I just discovered what a big Fibro community there is outside of Israel, and decided I want to join it.

I feel that explaining why the blog is called “Shira’s Fibro Fun” is vital:

My general view on handling fibro, or the one I try to uphold, is Optimism and Humor. So even in the worse times, when it becomes impossible to be happy and optimistic, I always have sarcasm, which works in its own way.

And when I’m too tired or sad for even sarcasm…crying always helps.


So, now that you all know I’m NOT mocking fibro pain (since I’m living it) let’s get to it.

My love story with pain started about 3.5 years ago.

I was trekking in Nepal with a group that was too fast for me.

I started getting pain inside my left hip joint. After a few hours I couldn’t walk anymore and had to get a pony to take me to the makeshift airport.

After three weeks of rest the pain passed. I thought it was over.

I kept thinking it was over for a year and half.

And then, out of the blue (at least so it seems), the pain came back.

After a week or so, my left elbow joined in on the fun.

After another month, my right elbow joined in.

And finally my right hip joined as well.

That was enough.

It was time for a visit at the hospital.

I was put on steroids (pills) for a week.

That did nothing.

Then I was hospitalized for 8 days for more steroids (via IV) and some tests.

I was released with no real answer regarding my medical situation.

With no name for the condition, I was recommended homeopathic remedies and treatments (such as acupuncture, shiatsu and different creams and herbs).

After a year, things got a little better and I managed to travel to the east for a couple of months. When I got back, and went back to school, my pains came back as well.

I went to a few rheumatologists and was finally diagnosed with fibromyalgia.

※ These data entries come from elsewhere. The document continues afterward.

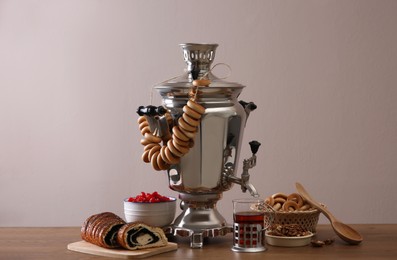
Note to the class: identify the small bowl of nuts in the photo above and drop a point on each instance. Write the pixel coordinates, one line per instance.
(289, 235)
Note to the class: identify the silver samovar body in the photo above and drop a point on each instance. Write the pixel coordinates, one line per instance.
(209, 168)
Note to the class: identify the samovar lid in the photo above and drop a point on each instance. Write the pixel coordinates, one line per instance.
(198, 57)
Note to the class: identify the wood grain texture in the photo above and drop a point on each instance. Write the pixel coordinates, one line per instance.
(380, 242)
(88, 248)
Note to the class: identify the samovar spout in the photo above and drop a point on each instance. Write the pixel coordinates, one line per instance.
(248, 107)
(243, 181)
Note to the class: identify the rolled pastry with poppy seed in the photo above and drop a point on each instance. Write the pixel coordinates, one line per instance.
(138, 235)
(101, 229)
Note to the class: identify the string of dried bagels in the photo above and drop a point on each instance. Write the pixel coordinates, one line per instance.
(162, 156)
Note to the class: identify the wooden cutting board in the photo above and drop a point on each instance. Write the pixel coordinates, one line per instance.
(88, 248)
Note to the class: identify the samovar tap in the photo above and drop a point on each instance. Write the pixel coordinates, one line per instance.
(243, 181)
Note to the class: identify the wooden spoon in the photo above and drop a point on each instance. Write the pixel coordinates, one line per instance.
(344, 231)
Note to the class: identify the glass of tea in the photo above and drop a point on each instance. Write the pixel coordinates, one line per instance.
(248, 225)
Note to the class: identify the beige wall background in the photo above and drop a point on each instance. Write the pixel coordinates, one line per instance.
(72, 73)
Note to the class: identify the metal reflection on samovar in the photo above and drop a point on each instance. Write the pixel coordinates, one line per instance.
(199, 150)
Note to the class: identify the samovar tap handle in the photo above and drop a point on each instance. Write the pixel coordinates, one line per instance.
(243, 181)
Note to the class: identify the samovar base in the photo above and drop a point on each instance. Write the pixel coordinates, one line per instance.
(200, 219)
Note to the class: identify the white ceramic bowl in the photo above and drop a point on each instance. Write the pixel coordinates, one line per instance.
(158, 214)
(288, 241)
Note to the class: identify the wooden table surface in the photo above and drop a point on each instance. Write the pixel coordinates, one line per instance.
(380, 242)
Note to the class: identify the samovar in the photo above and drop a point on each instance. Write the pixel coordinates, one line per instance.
(207, 167)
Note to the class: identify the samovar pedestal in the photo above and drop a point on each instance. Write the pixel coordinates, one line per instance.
(200, 219)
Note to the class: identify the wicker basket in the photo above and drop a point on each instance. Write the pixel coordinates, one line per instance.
(307, 219)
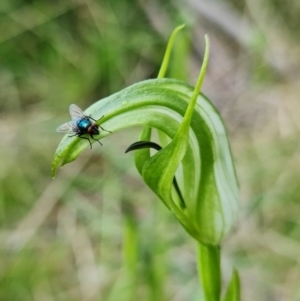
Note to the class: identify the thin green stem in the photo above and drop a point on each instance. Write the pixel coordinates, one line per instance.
(165, 62)
(209, 271)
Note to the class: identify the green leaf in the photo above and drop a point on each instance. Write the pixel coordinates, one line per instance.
(208, 182)
(199, 152)
(233, 290)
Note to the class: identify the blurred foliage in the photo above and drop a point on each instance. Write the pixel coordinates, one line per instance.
(63, 239)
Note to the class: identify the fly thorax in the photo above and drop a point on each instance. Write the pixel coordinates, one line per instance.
(83, 125)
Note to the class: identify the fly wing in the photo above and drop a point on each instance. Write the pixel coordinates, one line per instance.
(76, 113)
(68, 127)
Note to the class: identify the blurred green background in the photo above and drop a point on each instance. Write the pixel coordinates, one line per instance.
(96, 232)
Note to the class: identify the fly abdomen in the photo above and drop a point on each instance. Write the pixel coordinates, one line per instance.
(83, 125)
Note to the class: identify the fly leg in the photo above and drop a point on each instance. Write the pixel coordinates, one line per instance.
(96, 140)
(79, 136)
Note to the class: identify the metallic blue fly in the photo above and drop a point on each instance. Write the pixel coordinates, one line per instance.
(80, 125)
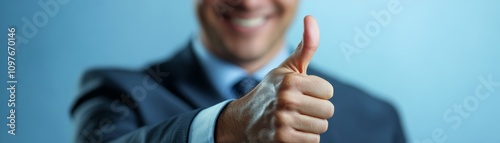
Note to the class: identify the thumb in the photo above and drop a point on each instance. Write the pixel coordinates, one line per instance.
(303, 54)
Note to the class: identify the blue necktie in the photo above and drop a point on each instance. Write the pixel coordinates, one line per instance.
(244, 86)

I say finally, not because it’s tons of fun, but because there is a NAME for it.

In my next post I’ll put the first thing I wrote after being released from the hospital.

The feeling of uncertainty turns out to be the worst feeling possible.

Since being diagnosed, I’ve been learning to deal with it.

Recently I joined an exercise group for Fibro patients. I’m sure it’s good for me and the support group aspect of it is good as well. We’ll see in the future what affect it had/has on me.

So, I hope you will enjoy or find interest in reading my blog.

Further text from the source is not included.